Incarvillateine
- Names: Preferred IUPAC name Bis[(4R,4aS,6R,7S,7aR)-2,4,7-trimethyloctahydro-1H-cyclopenta[c]pyridin-6-yl] (1R,2R,3S,4S)-2,4-bis(4-hydroxy-3-methoxyphenyl)cyclobutane-1,3-dicarboxylate

Identifiers
- CAS Number: 129748-10-3;
- 3D model (JSmol): Interactive image;
- ChEMBL: ChEMBL505819;
- ChemSpider: 24712075;
- PubChem CID: 9875096;

Properties
- Chemical formula: C_{42}H_{58}N_{2}O_{8}
- Molar mass: 718.932 g·mol^{−1}

= Incarvillateine =

Incarvillateine is a complex monoterpene alkaloid that is a derivative of α-truxillic acid. It can be isolated from the plant genus Incarvillea.

== Biological activity ==

=== Opioidergic ===
Incarvillateine isolated from Incarvillea sinensis has demonstrated significant analgesic activity when compared to the opiate alkaloid morphine.

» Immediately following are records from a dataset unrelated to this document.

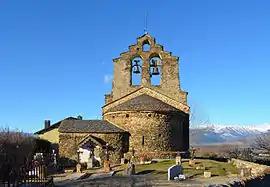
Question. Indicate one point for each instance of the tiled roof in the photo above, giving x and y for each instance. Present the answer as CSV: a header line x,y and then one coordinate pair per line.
x,y
143,103
55,125
101,126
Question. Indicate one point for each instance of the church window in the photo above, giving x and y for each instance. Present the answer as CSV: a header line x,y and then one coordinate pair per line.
x,y
155,71
136,71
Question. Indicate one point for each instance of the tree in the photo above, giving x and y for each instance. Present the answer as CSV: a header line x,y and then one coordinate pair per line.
x,y
262,142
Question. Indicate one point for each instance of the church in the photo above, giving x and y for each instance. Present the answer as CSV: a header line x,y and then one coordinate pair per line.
x,y
146,110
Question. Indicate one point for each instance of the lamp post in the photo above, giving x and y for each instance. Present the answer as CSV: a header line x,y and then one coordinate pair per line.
x,y
107,151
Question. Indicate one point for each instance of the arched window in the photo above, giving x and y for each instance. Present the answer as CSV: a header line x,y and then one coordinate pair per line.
x,y
146,46
155,70
136,71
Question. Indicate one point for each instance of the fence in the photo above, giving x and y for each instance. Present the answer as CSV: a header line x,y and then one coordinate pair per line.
x,y
33,172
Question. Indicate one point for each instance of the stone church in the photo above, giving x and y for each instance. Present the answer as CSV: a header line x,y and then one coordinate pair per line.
x,y
146,110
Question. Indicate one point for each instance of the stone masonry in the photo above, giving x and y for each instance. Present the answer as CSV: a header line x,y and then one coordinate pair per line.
x,y
152,129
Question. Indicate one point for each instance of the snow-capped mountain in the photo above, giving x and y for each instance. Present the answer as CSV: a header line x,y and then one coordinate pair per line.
x,y
221,133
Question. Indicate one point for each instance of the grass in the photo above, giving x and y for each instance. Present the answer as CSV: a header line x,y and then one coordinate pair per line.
x,y
160,169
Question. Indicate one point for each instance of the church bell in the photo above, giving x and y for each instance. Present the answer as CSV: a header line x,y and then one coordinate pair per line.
x,y
136,69
153,63
155,71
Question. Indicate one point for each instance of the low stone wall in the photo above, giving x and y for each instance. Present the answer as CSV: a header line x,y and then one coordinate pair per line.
x,y
259,175
256,169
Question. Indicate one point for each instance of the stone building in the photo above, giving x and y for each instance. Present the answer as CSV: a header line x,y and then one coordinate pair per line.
x,y
156,115
150,115
86,137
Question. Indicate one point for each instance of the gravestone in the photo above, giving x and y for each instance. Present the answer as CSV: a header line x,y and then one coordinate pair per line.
x,y
207,174
192,162
129,169
78,168
122,161
107,166
90,163
245,172
175,171
178,159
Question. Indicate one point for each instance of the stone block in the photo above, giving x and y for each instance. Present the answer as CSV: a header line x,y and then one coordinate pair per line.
x,y
175,171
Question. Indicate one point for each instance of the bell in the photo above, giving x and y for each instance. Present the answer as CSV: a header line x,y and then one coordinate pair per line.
x,y
155,71
153,63
136,69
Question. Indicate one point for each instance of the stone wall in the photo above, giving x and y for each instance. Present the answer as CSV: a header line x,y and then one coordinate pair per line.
x,y
52,136
153,131
256,169
152,93
69,142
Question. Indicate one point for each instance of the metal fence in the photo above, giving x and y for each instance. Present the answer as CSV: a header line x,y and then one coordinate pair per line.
x,y
32,172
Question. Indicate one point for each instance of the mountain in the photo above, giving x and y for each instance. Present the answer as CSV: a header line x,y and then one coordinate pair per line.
x,y
220,134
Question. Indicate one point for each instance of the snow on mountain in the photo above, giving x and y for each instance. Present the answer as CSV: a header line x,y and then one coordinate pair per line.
x,y
222,133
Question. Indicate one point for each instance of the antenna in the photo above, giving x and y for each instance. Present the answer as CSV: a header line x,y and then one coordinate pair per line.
x,y
145,23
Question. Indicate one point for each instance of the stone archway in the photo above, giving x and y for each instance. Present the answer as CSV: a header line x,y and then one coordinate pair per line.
x,y
90,149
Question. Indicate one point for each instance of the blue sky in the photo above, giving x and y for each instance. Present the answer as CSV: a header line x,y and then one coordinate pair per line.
x,y
55,55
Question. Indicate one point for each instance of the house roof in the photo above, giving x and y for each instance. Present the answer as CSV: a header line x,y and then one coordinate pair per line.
x,y
55,125
143,103
87,126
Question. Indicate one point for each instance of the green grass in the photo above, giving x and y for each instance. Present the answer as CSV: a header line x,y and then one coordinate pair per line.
x,y
160,169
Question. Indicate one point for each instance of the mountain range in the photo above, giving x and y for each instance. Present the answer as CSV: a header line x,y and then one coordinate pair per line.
x,y
216,134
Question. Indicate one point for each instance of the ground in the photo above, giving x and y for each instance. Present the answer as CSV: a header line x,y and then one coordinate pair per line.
x,y
156,175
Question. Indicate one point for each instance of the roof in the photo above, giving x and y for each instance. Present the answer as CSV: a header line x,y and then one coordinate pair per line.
x,y
143,103
53,126
87,126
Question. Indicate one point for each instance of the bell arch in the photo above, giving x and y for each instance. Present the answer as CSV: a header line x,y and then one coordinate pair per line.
x,y
136,71
155,70
146,46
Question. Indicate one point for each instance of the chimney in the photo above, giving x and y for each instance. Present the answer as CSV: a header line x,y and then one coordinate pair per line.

Incarvillateine's pain-killing effect was partially blocked by administration of naloxone, norbinaltorphimine and beta-funaltrexamine, which are receptor antagonists with varying selectivity for mu and kappa opioid receptors. Naltrindole, a delta opioid receptor antagonist, did not counteract the analgesic activity of incarvillateine.

These findings indicate that incarvillateine may possess opioidergic receptor activity, but it is worthy to note that some studies indicate that naloxone was ineffective at countering incarvillateine's analgesic activity.

=== Adenosinergic ===

Incarvillateine's antinociceptive effect was blocked by the administration of adenosine receptor antagonists such as theophylline. This suggests that incarvillateine's main mechanism of action is mediated through the adenosine receptor.